Adapted from the book “Atlas of an Occupied City: Amsterdam 1940-1945” by McQueen’s partner, Bianca Steiger, the film functions more as an inventory of brutal deaths than an account of usage. Its conceptual device is the temporal and emotional contrast presented by the images and the narratives that its structure generates between them. McQueen’s camera often captures funny or beautiful moments that happen in different parts of the city today; Meanwhile, the sanitized voice mentions the full name and brief story of someone who once experienced the violence of the Nazis in each of those places.
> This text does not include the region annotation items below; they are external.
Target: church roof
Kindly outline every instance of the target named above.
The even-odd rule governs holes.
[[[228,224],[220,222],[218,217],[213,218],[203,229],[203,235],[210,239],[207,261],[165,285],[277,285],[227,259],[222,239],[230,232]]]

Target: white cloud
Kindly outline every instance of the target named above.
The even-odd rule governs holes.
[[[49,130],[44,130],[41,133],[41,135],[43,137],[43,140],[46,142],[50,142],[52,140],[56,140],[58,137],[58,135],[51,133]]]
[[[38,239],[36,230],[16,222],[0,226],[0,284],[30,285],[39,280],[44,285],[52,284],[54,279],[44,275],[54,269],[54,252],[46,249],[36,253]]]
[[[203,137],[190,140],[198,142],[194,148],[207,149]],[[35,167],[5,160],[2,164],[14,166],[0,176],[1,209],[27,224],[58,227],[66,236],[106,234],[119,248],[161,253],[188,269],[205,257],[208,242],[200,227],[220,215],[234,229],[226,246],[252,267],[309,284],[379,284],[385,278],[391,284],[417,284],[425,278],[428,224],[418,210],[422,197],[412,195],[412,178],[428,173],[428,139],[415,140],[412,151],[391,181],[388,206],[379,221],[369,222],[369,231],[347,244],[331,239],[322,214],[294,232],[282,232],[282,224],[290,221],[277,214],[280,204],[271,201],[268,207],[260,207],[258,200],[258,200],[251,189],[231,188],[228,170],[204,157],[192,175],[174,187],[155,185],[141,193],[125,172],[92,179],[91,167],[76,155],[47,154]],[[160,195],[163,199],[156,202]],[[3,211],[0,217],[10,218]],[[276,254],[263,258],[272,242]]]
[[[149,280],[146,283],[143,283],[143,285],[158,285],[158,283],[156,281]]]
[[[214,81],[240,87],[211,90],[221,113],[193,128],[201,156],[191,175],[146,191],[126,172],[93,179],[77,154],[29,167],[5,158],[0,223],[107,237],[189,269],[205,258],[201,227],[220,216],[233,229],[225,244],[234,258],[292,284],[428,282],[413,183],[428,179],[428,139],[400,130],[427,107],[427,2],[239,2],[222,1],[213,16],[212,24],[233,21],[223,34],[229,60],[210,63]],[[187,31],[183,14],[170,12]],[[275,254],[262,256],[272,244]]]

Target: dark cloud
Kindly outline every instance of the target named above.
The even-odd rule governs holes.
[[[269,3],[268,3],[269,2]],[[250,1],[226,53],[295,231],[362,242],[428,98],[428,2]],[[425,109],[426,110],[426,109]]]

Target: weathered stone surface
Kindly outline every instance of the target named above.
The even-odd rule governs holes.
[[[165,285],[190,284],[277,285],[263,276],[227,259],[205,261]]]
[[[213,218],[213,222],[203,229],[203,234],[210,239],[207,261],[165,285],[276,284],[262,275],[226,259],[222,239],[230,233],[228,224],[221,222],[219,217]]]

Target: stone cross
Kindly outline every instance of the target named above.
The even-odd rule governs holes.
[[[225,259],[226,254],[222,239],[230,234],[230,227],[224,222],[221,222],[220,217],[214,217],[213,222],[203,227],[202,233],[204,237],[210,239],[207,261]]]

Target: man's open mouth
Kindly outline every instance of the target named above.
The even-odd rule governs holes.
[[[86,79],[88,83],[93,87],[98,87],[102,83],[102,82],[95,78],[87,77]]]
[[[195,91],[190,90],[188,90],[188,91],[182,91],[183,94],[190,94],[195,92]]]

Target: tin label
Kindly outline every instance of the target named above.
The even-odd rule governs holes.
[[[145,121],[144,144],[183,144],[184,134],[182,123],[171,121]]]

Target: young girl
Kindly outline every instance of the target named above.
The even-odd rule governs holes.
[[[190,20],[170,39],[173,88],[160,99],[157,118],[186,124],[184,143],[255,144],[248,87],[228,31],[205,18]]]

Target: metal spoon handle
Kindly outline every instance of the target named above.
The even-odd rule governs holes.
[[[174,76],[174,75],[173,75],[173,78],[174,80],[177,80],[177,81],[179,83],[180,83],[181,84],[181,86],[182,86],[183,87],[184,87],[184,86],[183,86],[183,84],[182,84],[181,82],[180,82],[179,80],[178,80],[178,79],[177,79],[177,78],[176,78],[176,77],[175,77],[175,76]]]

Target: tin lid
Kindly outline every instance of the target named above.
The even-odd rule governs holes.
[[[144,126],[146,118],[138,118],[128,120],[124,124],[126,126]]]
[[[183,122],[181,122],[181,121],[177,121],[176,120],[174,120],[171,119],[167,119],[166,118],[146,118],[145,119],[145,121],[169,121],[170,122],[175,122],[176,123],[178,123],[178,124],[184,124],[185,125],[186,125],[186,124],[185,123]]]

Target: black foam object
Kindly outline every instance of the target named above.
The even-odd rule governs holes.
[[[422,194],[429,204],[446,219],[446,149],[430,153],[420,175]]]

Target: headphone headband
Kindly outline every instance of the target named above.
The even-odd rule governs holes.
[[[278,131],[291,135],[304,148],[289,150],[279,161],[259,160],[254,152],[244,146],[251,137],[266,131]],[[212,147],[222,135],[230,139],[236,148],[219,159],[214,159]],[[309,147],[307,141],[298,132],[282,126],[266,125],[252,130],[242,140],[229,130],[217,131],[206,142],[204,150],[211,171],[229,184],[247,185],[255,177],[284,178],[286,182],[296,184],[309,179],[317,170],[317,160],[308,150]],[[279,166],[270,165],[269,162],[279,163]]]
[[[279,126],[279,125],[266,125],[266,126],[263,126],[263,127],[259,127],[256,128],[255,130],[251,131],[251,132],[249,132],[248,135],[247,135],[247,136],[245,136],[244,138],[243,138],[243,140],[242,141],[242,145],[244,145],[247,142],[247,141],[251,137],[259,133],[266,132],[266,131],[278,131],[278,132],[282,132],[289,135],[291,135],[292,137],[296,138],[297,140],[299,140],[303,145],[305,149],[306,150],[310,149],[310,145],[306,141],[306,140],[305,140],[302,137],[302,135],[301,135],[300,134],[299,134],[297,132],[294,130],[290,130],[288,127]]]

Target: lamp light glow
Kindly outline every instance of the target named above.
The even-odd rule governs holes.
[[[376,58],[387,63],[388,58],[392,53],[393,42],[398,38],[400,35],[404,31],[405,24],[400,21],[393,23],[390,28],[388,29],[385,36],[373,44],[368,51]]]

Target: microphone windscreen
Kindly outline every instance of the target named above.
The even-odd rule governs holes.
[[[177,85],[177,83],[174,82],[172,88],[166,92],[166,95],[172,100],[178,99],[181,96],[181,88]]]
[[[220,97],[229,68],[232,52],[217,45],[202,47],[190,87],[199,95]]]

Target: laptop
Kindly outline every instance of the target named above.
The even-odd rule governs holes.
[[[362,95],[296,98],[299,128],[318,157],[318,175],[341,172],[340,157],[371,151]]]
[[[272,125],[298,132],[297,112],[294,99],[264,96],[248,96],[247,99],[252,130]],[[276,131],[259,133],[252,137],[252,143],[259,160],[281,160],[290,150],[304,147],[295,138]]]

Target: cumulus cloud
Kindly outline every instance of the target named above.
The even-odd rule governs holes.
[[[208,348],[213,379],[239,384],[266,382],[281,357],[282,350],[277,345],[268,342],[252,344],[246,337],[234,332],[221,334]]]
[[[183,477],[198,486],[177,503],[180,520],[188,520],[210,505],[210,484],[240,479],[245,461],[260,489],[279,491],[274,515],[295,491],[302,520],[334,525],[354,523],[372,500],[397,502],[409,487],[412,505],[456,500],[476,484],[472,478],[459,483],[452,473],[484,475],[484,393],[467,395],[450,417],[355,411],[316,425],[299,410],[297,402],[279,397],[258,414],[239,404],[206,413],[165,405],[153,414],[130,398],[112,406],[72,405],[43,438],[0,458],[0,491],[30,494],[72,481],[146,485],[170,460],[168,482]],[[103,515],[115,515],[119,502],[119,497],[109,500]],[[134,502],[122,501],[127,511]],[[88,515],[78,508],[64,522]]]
The stories of sadism and barbarism are in the majority, but among them there are some that speak of stoic resistance.
for this reason, It can be said that “The Occupied City” attempts to act as a memorial document of a place where, in its day, some 60,000 Jews were murdered.. However, there are so many stories stacked one on top of the other that they cancel each other out; And as soon as we bring the tragedy of one such victim to our attention, we are almost immediately asked to turn it to another, then another, and then the next. If we could keep a couple or three of them in memory, yes, it would probably seem to McQueen that the effort was worth it.